Does she know I’m back? Can she feel me too? No, she would have come, that much I know…or I know nothing and she doesn’t care. But she was born to care, caring is her destiny. To care about the world and everything that has the potential to be good in it, such a heavy burden on such a tiny frame. No, she would have come.

There’s no scar on my hand from those final moments in that ill fated cave but I think that somehow that helps me remember every detail. Because there should be a scar, there should be something tangible, something I can touch but because there’s not I find myself going over that scene in my head almost hourly. I burn it into my soul because it didn’t burn itself into my skin.

I’ve been corporeal now for 67 days. Could’ve been on my way to see her 67 times by now…but I’m afraid. I don’t give a flying fuck about coming up with an entrance to beat my exit, that’s not what keeps me here. What keeps me here is that flicker of truth in her eyes when she told me she loved me. Ironic isn’t it? Shouldn’t that be the reason that I do go to her? I find a reason everyday not to but it always comes down to the fact that I’m afraid that flicker will be gone and when she’s long dead and buried I want to be able to cradle that flicker tucked in my heart until I dust.

I’m a selfish, bad man. I know that if something were to happen to her I’d regret my stagnancy and blame myself, probably hitch a ride on a first class sunbeam out of this piece o’ shit world…I’ve never claimed to be logical.

Peaches’ new mission is to drive home the ‘fact’ that she’s moved on to me daily. Stupid git couldn’t even tell it wasn’t Buffy in that club. But I could. I know her moves all too well, in a club or in a battle that’s not how my slayer dances. I pretended though, I pretended because sometimes a pretense is better than having to ask yourself “what if your wrong?”

What if she’s out there mourning me?
What if she needs my help?
What if she never stopped, if not loving, feeling for me?

I would never forgive myself, and so I pretend. Pretend that it’s okay that I’m over here and she’s out there, I pretend it’s okay not to be close to the woman who made me a man and I pretend, and pray, that my love, be it from a distance, is enough to keep her safe.

I look down at the city from my perch on the roof.
She has to go on living.





I sigh and run a hand over my face, stupid Giles. Apparently it’s not enough to slay for the new council if I’m getting paid, no, now I have to do paperwork too? This is more aggravating then the time Spike was tied up in Giles’ bathtub demanding to watch Passions. I smile. Everything reminds me of him, every single thing I think of will trigger another memory once thought forgotten, or maybe repressed. Sometimes they bring tears, other times a smile, more often than not they bring anger. Not at first, no, they’re too subtle for that.
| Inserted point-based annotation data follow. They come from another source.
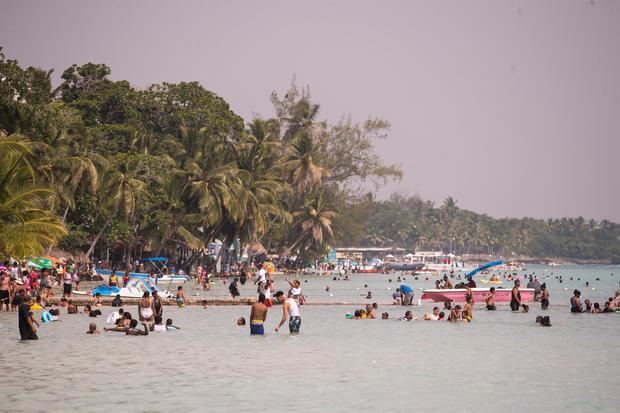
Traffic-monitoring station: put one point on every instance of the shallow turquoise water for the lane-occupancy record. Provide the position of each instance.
(501, 361)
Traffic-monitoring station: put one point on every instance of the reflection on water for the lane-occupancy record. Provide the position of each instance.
(501, 361)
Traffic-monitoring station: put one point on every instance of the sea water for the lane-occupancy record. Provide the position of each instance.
(502, 361)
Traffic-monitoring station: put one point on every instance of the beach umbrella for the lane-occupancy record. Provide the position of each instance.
(41, 262)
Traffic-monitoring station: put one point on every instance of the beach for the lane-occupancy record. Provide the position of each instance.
(499, 361)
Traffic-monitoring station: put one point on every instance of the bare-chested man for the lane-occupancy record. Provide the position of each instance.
(258, 315)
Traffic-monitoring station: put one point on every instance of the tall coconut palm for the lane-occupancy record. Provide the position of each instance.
(117, 191)
(314, 222)
(301, 164)
(172, 222)
(27, 222)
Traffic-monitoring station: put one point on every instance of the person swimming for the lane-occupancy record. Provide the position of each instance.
(490, 299)
(92, 329)
(543, 321)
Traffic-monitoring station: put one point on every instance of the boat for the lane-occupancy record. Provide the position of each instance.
(164, 278)
(398, 266)
(135, 288)
(479, 294)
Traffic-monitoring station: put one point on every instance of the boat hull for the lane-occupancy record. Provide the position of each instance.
(479, 294)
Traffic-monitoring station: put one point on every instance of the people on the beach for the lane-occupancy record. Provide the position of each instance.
(515, 298)
(258, 316)
(92, 329)
(455, 314)
(233, 289)
(490, 299)
(290, 311)
(435, 315)
(406, 294)
(118, 302)
(575, 302)
(468, 309)
(397, 297)
(26, 322)
(544, 296)
(133, 331)
(180, 296)
(146, 309)
(170, 326)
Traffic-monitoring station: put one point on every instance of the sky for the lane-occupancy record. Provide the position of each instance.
(510, 107)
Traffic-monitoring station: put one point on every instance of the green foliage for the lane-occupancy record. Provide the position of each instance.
(172, 167)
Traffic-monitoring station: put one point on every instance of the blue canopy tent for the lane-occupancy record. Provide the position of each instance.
(484, 267)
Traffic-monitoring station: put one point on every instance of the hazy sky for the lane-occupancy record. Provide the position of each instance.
(511, 107)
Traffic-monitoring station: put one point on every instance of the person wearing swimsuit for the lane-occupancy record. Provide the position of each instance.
(515, 301)
(290, 310)
(146, 309)
(575, 302)
(544, 296)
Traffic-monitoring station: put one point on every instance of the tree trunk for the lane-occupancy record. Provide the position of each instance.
(91, 249)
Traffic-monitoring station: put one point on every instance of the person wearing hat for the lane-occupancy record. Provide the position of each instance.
(26, 321)
(575, 302)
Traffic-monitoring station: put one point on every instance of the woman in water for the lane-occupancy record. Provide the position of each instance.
(180, 296)
(575, 302)
(146, 309)
(544, 296)
(468, 311)
(515, 300)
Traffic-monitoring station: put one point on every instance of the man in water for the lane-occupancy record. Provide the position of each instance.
(396, 296)
(434, 316)
(515, 300)
(290, 310)
(490, 299)
(5, 290)
(406, 294)
(258, 315)
(27, 329)
(261, 279)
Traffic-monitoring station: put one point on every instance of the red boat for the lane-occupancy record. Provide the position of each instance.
(458, 294)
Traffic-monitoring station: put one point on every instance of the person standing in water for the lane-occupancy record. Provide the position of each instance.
(27, 329)
(544, 296)
(575, 302)
(146, 309)
(290, 310)
(258, 315)
(515, 300)
(490, 299)
(180, 296)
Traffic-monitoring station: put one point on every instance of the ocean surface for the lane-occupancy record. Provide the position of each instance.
(502, 361)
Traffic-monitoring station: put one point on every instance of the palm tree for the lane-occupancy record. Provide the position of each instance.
(27, 222)
(314, 222)
(172, 222)
(301, 164)
(117, 191)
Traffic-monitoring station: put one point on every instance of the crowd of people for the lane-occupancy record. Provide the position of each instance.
(28, 290)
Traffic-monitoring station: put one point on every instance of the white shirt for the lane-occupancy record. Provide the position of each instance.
(262, 275)
(113, 317)
(293, 309)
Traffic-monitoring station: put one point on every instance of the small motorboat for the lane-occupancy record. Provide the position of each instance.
(479, 294)
(160, 278)
(135, 288)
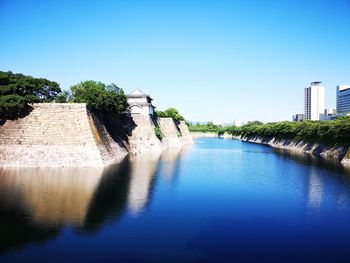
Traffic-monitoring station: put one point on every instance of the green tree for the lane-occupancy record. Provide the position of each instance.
(170, 113)
(18, 92)
(98, 96)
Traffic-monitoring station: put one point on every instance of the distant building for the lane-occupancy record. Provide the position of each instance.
(298, 117)
(343, 99)
(314, 101)
(237, 123)
(329, 114)
(140, 103)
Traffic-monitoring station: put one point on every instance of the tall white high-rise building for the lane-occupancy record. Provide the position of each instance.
(343, 99)
(314, 101)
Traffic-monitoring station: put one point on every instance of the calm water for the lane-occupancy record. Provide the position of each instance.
(219, 201)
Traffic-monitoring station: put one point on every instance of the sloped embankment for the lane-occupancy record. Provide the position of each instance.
(56, 135)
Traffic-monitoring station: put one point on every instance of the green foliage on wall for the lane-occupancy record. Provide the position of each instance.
(207, 127)
(170, 113)
(18, 92)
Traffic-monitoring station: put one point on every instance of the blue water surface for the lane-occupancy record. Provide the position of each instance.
(217, 201)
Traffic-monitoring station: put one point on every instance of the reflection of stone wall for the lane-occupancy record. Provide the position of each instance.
(52, 196)
(55, 135)
(170, 132)
(142, 171)
(69, 135)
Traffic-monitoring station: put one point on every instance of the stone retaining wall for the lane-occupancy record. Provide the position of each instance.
(56, 135)
(170, 133)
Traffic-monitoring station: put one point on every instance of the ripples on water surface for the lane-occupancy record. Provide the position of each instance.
(219, 201)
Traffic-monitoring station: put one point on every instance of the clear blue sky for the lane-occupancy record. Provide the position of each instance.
(222, 60)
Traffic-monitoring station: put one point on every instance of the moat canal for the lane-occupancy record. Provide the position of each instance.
(218, 201)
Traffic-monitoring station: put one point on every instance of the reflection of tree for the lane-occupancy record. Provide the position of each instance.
(310, 159)
(110, 197)
(35, 203)
(169, 166)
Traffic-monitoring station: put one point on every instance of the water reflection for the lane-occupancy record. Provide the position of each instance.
(315, 190)
(35, 204)
(310, 159)
(142, 172)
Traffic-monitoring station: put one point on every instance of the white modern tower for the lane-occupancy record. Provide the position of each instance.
(343, 99)
(314, 101)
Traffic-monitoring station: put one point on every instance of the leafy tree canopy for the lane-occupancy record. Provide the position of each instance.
(18, 91)
(98, 96)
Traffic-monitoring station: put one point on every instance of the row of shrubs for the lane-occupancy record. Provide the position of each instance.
(18, 92)
(335, 132)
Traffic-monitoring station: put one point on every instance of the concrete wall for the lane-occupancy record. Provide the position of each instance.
(186, 136)
(69, 135)
(57, 135)
(340, 153)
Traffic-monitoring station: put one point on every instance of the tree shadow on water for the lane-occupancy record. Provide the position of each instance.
(265, 240)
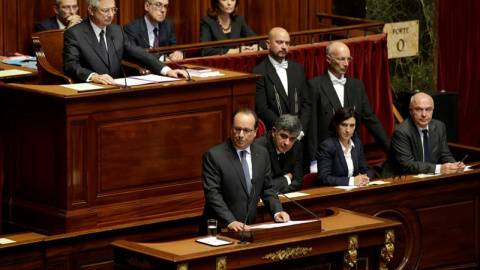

First they bring the other emotions, and then only after that do they remind me that I walked away from him while he turned to dust. And I hate myself for it. I’m angry at the girl in me for being too weak to let him love me and I hate the slayer for being too strong to die a third time that day.

I feel him sometimes though I’m sure it’s all in my head.

If a breeze gives me the chills, it’s Spike.
If I sleep thru the night, it’s only because Spike must have been there chasing away the nightmares.
Every time I win a fight, it’s because Spike wanted me to go on living.

I shake my head and start to file again, good, I’ve gotten to the D’s. One file stands out in particular, it’s marked with a red warning stamp and I look at the name.
Danna.
I remember hearing her name, the crazy slayer Giles had a team sent to L.A to catch and subdue.
I go to open the file and notice my hand is shaking. And then I see his face and the rest of me catches up with my hand. Violent tremors that start in my soul and work themselves outwards. Why is his face in this file? This file was made after he died. I triple check the dates inside, yes, he was dust when this file was made. What kind of sick fucker would do this to me? I want to think it’s Giles still mad about me choosing to have Spike in my life but we’ve come such a long way since Sunnydale that I don’t want to believe that at all. And then, out of nowhere, I know that I have to look for the files that start with W…
And I find him.
And my heart breaks.
And I sob.

William the Bloody asshole! Why didn’t he find me? Why did he not come?

There’s no choice left, I know what I have to do. I have to show him.




It’s quiet tonight, almost as if the city can feel something is coming; I can feel it too. It’s a warning that goes bone deep and my skin is itching for a fight. I’m hunting more than patrolling thru the alley ways, my insides screaming at me to go to…to what?

And then it hits me. To her of course. I know there must be a smile on my face as I dart across the street and turn left, I’m only a few blocks away and then I can smell her and I swear to God my fucking heart beats.

When she comes into my sight her back is turned to me but she knows, she always did.

I see her shoulders tense and for the unlife of me I can’t think of anything to say.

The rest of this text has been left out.